# TP1

In [3]:
import numpy as np
import pandas as pd
import pydotplus
import matplotlib.pyplot as plt
from IPython.display import Image
from IPython.display import display
from sklearn import preprocessing
from sklearn.externals.six import StringIO  
from sklearn.tree import DecisionTreeClassifier
from sklearn.tree import export_graphviz
from sklearn.metrics import accuracy_score
from sklearn.metrics import roc_auc_score
from sklearn.metrics import roc_curve
from sklearn.model_selection import KFold
from sklearn.model_selection import train_test_split

## Lectura del dataset

Se reemplaza el atributo "Data of birth" por "Age", encodeamos "Social Class". También encodeamos "Presence of Children" para que tome 2 valores: 0 si no hay hijos, 1 en caso contrario

In [5]:
def readCsv():
    df = pd.read_csv("FullData2.csv")
    
    #Agregamos atributo edad
    df['Date of birth'] = pd.to_datetime('today').year - pd.to_datetime(df['Date of birth'],format='%Y-%m-%d').dt.year
    df = df.rename(columns={'Date of birth': 'Age' })
    
    #Encode social class
    socialClassEncoder = preprocessing.LabelEncoder()
    socialClassEncoder.fit(["AB", "C1", "C2", "D ", "E "])
    
    df['Social Class'] = socialClassEncoder.transform(df['Social Class'])
    
    #Agrupamos en 2 clases "Presence of Children"
    df['Presence of Children'] = df['Presence of Children'].apply(lambda x: 1 if x > 1 else 0)
    
    return df

df = readCsv()

## 1. Partición de datos 

Particionamos el conjunto entre datos de entramiento y de test. Los de validación se van a ir generando en cada uno de los k-folds. 

In [6]:
def partitionate(df):
    #Seteamos Presence of Children como target
    targetColumn = "Presence of Children"
    
    #El resto de las columnas las vamos a usar como feature para clasificar
    features = list(df.columns)
    features.remove(targetColumn)
    
    #Eliminamos otras columnas que están muy relacionadas con lo que queremos predecir (deberíamos sacarlas del csv)
    features.remove("Demographic cell 1")
    features.remove("Mosaic Classification")
    features.remove("Life stage")
    features.remove("No of People")
    features.remove("Age")
    features.remove("Terminal age of education")

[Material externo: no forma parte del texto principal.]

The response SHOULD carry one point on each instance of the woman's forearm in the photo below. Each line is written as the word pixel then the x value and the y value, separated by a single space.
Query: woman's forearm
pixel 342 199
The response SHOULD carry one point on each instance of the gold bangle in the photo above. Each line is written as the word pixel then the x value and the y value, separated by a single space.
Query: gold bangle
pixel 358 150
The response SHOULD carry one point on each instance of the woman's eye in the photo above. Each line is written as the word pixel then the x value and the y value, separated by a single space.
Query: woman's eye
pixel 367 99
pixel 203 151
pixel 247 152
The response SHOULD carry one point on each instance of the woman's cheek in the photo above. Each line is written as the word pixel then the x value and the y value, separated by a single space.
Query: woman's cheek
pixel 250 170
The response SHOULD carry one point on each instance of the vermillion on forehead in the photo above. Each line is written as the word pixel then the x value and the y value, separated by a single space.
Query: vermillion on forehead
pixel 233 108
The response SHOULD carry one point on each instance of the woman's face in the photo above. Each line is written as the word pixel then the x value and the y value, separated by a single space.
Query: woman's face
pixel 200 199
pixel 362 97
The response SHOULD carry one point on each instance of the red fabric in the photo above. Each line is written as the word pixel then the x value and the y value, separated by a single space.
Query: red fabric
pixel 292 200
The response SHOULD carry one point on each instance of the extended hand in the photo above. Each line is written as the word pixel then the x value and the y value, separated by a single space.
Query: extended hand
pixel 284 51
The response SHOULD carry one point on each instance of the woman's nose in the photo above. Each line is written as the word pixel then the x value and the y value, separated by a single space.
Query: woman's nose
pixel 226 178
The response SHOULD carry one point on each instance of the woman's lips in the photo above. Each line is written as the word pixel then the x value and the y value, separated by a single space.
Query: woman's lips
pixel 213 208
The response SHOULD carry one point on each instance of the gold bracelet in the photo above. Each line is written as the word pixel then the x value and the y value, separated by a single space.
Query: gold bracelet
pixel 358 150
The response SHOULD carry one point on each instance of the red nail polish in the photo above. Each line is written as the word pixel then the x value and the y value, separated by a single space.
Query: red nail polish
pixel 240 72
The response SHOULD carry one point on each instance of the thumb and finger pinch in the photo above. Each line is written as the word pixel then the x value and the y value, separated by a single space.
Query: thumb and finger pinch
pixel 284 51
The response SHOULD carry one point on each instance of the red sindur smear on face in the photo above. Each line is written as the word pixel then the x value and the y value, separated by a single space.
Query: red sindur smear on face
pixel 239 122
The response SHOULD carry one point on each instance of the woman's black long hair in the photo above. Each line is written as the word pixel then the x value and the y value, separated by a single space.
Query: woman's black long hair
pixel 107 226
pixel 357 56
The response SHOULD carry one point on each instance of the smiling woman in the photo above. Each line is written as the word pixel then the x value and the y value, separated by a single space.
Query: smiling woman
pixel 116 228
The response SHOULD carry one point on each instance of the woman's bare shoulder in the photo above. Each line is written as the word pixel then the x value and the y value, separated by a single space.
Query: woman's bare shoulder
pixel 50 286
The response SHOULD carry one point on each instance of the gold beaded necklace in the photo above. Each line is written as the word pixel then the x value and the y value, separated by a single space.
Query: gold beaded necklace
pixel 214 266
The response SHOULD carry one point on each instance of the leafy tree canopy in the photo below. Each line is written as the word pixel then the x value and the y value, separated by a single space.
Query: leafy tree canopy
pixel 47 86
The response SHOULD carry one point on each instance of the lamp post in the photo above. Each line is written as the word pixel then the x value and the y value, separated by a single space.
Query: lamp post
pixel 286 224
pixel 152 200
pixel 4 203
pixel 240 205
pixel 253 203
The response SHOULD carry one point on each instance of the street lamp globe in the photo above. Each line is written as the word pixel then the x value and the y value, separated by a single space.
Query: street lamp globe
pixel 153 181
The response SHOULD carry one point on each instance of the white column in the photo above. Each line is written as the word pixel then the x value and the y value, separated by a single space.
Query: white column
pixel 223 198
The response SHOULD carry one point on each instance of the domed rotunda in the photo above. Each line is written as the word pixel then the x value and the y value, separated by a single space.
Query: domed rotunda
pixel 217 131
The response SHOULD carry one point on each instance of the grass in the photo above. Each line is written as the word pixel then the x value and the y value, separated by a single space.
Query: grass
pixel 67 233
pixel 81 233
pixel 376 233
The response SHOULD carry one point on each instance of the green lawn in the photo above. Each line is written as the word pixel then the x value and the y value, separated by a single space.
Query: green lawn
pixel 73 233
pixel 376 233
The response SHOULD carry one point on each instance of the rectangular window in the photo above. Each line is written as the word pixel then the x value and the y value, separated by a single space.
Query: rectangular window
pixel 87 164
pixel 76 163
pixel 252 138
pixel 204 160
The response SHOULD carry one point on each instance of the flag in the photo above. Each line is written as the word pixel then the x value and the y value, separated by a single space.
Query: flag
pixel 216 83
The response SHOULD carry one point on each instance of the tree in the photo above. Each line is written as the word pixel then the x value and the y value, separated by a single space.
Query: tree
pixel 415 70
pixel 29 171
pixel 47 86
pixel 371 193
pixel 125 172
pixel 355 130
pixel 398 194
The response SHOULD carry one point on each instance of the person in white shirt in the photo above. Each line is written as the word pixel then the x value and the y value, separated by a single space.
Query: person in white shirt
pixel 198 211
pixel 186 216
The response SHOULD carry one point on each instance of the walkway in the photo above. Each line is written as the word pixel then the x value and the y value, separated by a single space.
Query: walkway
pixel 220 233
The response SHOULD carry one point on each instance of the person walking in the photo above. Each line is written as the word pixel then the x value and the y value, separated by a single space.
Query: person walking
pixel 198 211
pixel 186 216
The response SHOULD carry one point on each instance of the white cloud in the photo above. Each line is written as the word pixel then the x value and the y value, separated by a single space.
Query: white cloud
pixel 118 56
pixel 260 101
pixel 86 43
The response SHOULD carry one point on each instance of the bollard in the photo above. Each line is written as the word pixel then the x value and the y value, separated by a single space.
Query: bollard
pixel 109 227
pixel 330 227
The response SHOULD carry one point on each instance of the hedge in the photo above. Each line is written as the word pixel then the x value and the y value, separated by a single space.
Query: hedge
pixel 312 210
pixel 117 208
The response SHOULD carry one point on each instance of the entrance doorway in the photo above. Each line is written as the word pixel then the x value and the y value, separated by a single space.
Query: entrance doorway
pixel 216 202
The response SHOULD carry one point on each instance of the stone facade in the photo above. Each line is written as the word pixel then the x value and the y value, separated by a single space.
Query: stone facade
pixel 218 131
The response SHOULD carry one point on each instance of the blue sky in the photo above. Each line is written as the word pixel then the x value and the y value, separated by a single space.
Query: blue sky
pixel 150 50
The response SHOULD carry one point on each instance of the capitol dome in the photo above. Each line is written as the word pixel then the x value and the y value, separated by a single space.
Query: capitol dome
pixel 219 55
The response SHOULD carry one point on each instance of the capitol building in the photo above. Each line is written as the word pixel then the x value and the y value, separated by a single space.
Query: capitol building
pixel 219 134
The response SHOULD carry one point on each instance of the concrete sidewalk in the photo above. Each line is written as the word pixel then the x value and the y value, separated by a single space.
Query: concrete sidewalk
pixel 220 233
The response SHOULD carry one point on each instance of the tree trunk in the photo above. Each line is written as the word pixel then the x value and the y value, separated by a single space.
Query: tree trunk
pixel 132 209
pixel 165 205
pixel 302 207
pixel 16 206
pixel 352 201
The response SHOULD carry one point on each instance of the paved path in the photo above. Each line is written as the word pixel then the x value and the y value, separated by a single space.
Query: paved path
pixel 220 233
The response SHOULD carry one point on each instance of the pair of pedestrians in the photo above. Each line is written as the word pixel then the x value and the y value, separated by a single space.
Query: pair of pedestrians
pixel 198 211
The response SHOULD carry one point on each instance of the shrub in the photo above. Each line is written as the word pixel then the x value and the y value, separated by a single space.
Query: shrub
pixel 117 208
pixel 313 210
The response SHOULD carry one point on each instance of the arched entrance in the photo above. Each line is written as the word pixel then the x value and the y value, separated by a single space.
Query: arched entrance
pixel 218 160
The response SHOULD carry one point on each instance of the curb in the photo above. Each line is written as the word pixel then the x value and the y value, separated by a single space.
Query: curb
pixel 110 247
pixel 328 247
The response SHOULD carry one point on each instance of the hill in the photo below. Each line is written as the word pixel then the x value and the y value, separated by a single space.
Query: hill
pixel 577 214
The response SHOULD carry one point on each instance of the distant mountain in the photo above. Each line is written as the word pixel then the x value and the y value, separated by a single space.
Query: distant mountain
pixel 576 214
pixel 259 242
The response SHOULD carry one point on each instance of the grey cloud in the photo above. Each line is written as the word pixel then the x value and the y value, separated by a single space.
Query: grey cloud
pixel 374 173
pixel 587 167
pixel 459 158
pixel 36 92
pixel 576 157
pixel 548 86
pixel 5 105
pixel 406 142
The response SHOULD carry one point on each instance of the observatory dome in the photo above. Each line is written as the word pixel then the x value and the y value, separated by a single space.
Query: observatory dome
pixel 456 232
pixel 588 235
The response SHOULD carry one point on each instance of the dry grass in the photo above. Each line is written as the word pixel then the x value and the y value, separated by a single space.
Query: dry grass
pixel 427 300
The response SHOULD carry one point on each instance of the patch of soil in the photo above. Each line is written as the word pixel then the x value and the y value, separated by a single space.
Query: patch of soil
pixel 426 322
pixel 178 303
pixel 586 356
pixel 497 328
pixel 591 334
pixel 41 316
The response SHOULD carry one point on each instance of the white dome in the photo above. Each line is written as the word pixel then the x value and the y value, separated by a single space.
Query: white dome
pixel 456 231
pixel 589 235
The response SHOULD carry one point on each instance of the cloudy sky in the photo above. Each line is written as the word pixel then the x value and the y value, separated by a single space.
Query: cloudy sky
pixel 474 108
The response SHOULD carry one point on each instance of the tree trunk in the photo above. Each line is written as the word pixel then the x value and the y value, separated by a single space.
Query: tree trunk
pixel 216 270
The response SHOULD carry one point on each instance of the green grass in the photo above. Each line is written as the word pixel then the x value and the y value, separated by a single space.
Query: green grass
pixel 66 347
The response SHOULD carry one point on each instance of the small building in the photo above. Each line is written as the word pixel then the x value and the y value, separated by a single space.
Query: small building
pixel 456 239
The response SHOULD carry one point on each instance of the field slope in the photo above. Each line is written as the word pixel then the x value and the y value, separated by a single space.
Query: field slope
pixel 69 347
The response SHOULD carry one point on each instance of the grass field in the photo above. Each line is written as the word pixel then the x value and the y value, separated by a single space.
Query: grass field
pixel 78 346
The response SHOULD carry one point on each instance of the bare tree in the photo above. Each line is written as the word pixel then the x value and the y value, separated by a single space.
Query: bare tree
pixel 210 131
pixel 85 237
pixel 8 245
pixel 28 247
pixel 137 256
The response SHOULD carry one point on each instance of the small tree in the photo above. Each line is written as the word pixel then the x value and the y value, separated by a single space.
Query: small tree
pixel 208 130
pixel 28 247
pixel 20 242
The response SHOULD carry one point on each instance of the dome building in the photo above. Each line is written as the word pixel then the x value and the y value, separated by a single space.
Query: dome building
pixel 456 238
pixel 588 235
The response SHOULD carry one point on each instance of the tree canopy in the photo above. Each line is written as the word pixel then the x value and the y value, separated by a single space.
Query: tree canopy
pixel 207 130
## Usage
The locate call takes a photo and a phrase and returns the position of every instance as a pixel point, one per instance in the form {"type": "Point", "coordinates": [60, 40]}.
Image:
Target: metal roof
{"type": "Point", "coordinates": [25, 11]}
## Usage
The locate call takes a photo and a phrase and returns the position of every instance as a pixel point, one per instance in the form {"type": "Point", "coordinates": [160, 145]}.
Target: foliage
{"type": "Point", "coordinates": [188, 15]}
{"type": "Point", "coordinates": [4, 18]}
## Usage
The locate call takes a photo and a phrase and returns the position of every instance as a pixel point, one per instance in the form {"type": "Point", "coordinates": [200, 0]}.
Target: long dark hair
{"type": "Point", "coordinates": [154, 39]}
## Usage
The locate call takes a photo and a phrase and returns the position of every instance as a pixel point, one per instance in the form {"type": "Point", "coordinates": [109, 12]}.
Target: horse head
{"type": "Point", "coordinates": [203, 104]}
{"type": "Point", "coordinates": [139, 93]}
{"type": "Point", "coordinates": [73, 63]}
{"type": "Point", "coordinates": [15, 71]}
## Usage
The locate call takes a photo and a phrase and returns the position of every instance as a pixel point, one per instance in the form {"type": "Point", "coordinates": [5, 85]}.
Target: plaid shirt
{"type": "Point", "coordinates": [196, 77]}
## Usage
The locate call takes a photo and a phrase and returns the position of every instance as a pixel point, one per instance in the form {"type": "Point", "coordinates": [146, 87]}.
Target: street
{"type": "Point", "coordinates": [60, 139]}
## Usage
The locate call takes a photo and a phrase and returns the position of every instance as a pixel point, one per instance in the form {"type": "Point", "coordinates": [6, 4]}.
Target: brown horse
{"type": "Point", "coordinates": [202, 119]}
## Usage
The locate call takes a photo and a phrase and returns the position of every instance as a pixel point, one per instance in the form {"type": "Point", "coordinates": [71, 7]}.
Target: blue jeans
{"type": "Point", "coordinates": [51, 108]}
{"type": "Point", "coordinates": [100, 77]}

    return train_test_split(df[features], df[targetColumn], train_size=0.8, test_size=0.2, random_state=42)

X, test_X, y, test_y = partitionate(df)

## 2. Árboles de decisión 

Entrenar un árbol de decisión con altura 3 y el resto de los hiperparámetros con su valor en default. Estimar la performance del modelo utilizando 5-fold cross validation utilizando el Accuracy y ROC AUC

In [7]:
def kfold(max_depth = 3, criterion = "gini", round_decimals = 3):
    kf = KFold(n_splits = 5)
    
    accuracyValidation = []
    accuracyTrain = []
    rocAucValidation = []
    rocAucTrain = []
    
    for train_index, validation_index in kf.split(X):
        #Separamos los folds
        train_X, validation_X = X.iloc[train_index, :], X.iloc[validation_index, :]
        train_y, validation_y = y.iloc[train_index], y.iloc[validation_index]
    
        #Entrenamos el árbol
        dt = DecisionTreeClassifier(max_depth = max_depth, criterion = criterion)
        dt.fit(train_X, train_y)
        
        #Guardamos los resultados
        accuracyValidation.append(np.round(accuracy_score(validation_y, dt.predict(validation_X)), round_decimals))
        accuracyTrain.append(np.round(accuracy_score(train_y, dt.predict(train_X)), round_decimals))
        
        rocAucValidation.append(np.round(roc_auc_score(validation_y, dt.predict(validation_X)), round_decimals))
        rocAucTrain.append(np.round(roc_auc_score(train_y, dt.predict(train_X)), round_decimals))
                
    return accuracyValidation, accuracyTrain, rocAucValidation, rocAucTrain

def imprimir_tabla(nombres_columnas,valores_por_columna,nombres_filas):
    diccionario = {}
    
    for i in range(0,len(nombres_columnas)):
        diccionario[nombres_columnas[i]] = valores_por_columna[i]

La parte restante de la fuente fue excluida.